Audi E-Tron Sportback Concept

Following in the footsteps of the Audi E-Tron SUV, the Audi E-Tron Sportback Concept is a sleek, muscular take on an all-electric vehicle. It's powered by one electric motor on the front axle, two on the rear, and a low-mounted battery pack. The system is capable of delivering 370 kW, or roughly 500 hp, good for a 0-62 time of 4.5 seconds and range over 300 miles. It's similar in size to the A7, with 23-inch wheels, digitally-controlled Matrix LED headlights and a futuristic interior that uses screens to replace everything from gauges and controls to the exterior mirrors. Unlike most forward-thinking concepts, this one's already slated for production, with an expected introduction in 2019.

  • Toyota FT-4X Concept

    Penned by the company's Calty Design Research in California, the Toyota FT-4X Concept is meant to accommodate the modern urban explorer. Its small footprint lets it easily maneuver around city streets and parking spaces. The rear Multi-Hatch can open horizontally or vertically, depending on the direction of the rotating handle, letting you access your gear no matter the space available. Tie-down hooks abound on the bumpers, roof, and spacious cargo bay, and color-coded storage areas make it clear what each is for, with heated and cooled boxes in the rear. It's still a concept, of course, so you also get some features not likely to ever reach production, like a compact The North Face sleeping bag that doubles as an armrest, and a GoPro HERO5 Session camera built into the driver's side rearview mirror to record your adventures.
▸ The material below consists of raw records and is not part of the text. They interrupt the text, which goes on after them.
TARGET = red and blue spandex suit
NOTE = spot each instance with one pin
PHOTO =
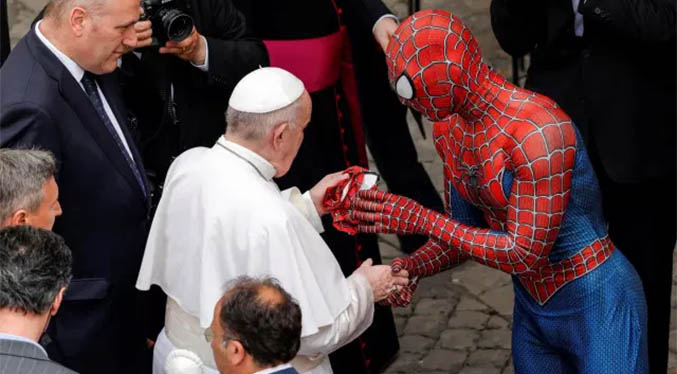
(521, 197)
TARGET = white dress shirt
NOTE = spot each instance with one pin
(78, 72)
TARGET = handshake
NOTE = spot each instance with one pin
(385, 283)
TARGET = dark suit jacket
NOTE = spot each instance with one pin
(105, 213)
(200, 98)
(24, 358)
(4, 32)
(617, 82)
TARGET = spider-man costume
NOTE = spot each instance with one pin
(522, 198)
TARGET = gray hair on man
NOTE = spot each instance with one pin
(35, 264)
(56, 9)
(254, 126)
(23, 173)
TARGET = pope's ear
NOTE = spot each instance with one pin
(280, 134)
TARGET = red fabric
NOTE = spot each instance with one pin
(349, 85)
(338, 207)
(484, 127)
(316, 61)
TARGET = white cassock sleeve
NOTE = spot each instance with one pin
(347, 326)
(305, 205)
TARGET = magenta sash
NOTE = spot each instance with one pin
(316, 62)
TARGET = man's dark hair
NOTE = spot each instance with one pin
(269, 328)
(34, 265)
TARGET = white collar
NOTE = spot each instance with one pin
(265, 168)
(272, 370)
(6, 336)
(76, 71)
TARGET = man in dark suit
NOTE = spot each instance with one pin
(35, 268)
(611, 65)
(57, 94)
(179, 90)
(4, 32)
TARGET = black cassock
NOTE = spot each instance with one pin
(330, 145)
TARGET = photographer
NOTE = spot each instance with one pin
(177, 91)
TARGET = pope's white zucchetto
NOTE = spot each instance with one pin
(265, 90)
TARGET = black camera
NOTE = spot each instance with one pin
(169, 20)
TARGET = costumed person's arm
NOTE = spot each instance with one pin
(650, 21)
(310, 204)
(519, 25)
(434, 256)
(536, 207)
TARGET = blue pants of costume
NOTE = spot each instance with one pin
(594, 325)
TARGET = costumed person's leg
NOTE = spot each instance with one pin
(531, 353)
(610, 336)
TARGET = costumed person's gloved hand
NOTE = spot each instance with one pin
(380, 212)
(382, 280)
(430, 259)
(338, 198)
(319, 191)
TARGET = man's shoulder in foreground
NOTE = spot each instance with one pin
(19, 357)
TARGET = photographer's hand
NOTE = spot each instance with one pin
(192, 49)
(144, 34)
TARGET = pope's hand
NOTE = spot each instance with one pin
(320, 189)
(382, 280)
(383, 30)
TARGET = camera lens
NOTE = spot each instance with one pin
(177, 24)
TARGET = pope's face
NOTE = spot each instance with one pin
(295, 136)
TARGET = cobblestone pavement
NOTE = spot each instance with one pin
(459, 321)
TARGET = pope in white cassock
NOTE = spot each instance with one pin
(222, 216)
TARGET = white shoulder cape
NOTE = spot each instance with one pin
(218, 219)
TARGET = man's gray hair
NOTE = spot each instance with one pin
(56, 9)
(254, 126)
(35, 264)
(23, 173)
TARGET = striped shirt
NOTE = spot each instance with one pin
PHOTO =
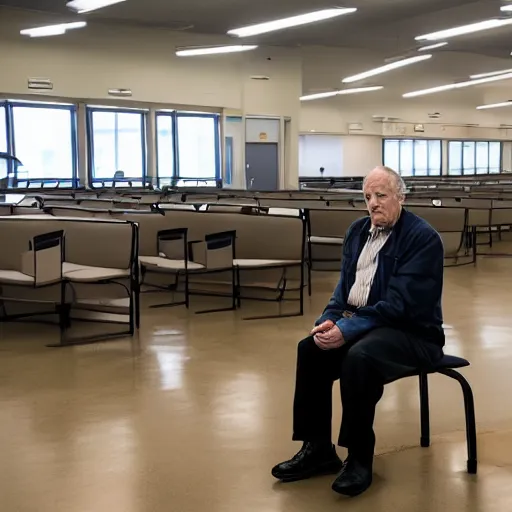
(367, 267)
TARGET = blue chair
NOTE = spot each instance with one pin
(446, 366)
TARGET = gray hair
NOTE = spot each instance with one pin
(398, 181)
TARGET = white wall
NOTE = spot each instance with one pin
(361, 153)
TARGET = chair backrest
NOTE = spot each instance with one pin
(331, 222)
(44, 257)
(93, 242)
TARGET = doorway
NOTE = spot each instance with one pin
(262, 166)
  • Consumer Concept Vehicle

    Designer Joey Ruiter is adept at reimagining common modes of transportation — the Snoped and Tinnie 10 are proof. The Consumer Concept Vehicle is his latest, taking on the conventional car. As with his prior work, it sports an angular design finished primarily in black. The front "grille" is a two-way mirror, with an air intake on its edges and ultra-bright LEDs behind it that shine 54,000 lumens onto the road ahead. The slab-like cabin all but hides the wheels, giving the appearance of floating, and the rear portion is clad in versatile, outdoor-friendly Xorel fabric, while the front is made from metal and flips forward for access to the engine. Measuring just 135 inches long, it's surprisingly well-suited to urban environs, but like most of Ruiter's other work is unlikely to hit the market anytime soon.